Poor adverse media screening can be detrimental to a company’s reputation. As a result, many are starting to use artificial intelligence (AI) as a means to further filter and monitor news. In fact, only 14 per cent of companies aren’t considering using ChatGPT, or other large language models (LLMs), as an additional capability for adverse media screening according to research from Ripjar, the cybersecurity firm.
In its 2023 State of Adverse Media Screening report, Ripjar surveys 205 compliance professionals from across Benelux, Sweden, Finland, Germany, France, Italy, the United Kingdom, and the United Arab Emirates. The report examines attitudes to adverse media screening, the current role that technology plays in media screening, and what the future outlook is set to be.
Jeremy Annis, CEO and co-founder of Ripjar, said: “We are witnessing a transformative era in adverse media screening, driven by advancements in AI and machine learning. Our survey report highlights the significant impact that technology adoption can have on improving risk detection and compliance surplus.
“At Ripjar, we work closely with ground-breaking compliance professionals dealing with a vast range of challenges. We are excited to see how innovative solutions will continue to empower compliance teams and shape the landscape of risk management.”

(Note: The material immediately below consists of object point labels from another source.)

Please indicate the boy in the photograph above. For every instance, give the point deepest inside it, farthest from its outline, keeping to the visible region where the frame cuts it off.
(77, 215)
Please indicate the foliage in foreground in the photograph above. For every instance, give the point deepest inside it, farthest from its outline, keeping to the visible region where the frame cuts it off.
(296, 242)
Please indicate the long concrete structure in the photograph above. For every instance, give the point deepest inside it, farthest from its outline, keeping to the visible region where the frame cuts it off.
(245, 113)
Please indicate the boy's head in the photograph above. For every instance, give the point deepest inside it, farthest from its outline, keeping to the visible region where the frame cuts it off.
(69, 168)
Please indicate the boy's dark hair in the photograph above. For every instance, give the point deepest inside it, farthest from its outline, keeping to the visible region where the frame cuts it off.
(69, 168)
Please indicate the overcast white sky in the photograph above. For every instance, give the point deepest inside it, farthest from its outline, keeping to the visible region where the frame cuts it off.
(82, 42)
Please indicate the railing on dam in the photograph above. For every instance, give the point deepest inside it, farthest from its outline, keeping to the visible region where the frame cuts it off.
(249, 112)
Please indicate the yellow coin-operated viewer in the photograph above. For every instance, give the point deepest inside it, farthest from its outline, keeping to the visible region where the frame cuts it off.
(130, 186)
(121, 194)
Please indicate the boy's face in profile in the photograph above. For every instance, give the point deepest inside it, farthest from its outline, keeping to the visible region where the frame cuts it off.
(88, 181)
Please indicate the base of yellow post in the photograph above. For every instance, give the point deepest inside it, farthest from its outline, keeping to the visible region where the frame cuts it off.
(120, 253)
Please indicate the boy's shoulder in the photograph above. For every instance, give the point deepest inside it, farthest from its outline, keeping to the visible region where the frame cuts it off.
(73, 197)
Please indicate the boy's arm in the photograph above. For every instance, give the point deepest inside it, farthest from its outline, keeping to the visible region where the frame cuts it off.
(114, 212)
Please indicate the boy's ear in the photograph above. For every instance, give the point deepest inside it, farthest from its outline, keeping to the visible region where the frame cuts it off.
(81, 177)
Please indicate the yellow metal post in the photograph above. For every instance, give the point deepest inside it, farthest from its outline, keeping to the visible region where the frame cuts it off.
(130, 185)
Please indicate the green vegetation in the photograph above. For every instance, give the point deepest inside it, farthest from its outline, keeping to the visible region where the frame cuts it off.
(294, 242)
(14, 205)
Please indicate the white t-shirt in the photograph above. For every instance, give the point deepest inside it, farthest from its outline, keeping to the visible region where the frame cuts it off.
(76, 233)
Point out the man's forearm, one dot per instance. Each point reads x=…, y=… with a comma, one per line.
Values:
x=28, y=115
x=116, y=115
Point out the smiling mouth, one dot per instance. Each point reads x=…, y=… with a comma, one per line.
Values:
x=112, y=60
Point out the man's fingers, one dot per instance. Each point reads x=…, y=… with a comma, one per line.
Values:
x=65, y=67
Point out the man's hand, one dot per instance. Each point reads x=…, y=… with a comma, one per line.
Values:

Appropriate use of resources
The report finds that 71 per cent of firms using tech for screening are using some form of AI or machine learning (ML) as a core component in the process. However, 20 per cent of respondents are still doing adverse media screening manually. This is not only time-consuming but a costly use of other resources too. The report highlights that 62 per cent of respondents acknowledge an over-reliance on manual processes though, and that they see the potential of the technology.
Since its launch in November 2022, ChatGPT’s popularity has skyrocketed. Its monthly active users nearly doubled between December 2022 (57 million) and January 2023 (100 million), and as of June 2023, it has had over 1.6 billion site visits. However, Ripjar’s research shows that 14 per cent of its respondents show no signs of using the platform or any other LLM.
Fifty per cent are considering its use in the future, while 34 per cent are keen to explore these models. Despite the platform’s popularity and the growth of generative AI, only two per cent of respondents are using AI in adverse media screening.
Trust in AI
It’s not surprising that trust in these new platforms wavers. Many organisations have seen the emergence of the technology as a threat, rather than an optimising tool. Especially when large corporations plan to replace workers with AI, as BT announced in May 2023. Ripjar’s research found that despite these announcements, the majority of its respondents were somewhat confident in LLMs (58 per cent). Meanwhile, 23 per cent are not very confident while 12 per cent are.
Gabriel Hopkins, chief product officer at Ripjar, said: “This survey report underscores the transformative power of technology in the fight against financial crime. With advancements in AI and machine learning, organisations now have access to powerful tools to enhance operational efficiency and bolster anti-money laundering.
“The findings highlight that firms leveraging sophisticated technology solutions are seeing significant advantages. While the potential for AI is immense, our customers highlight the importance of working with a trusted solution which provides performance and the required levels of model governance.”
As organisations navigate an increasingly challenging regulatory environment, embracing technology for adverse media screening offers distinct advantages in optimising compliance efforts.
The report shows that technology driven solutions empower firms to effectively manage risks, make sense of vast amounts of unstructured data, and prioritise alerts for analysts. The report then concludes that the adoption of advanced technology is crucial for organisations to proactively mitigate risks and ensure compliance in an ever-evolving landscape.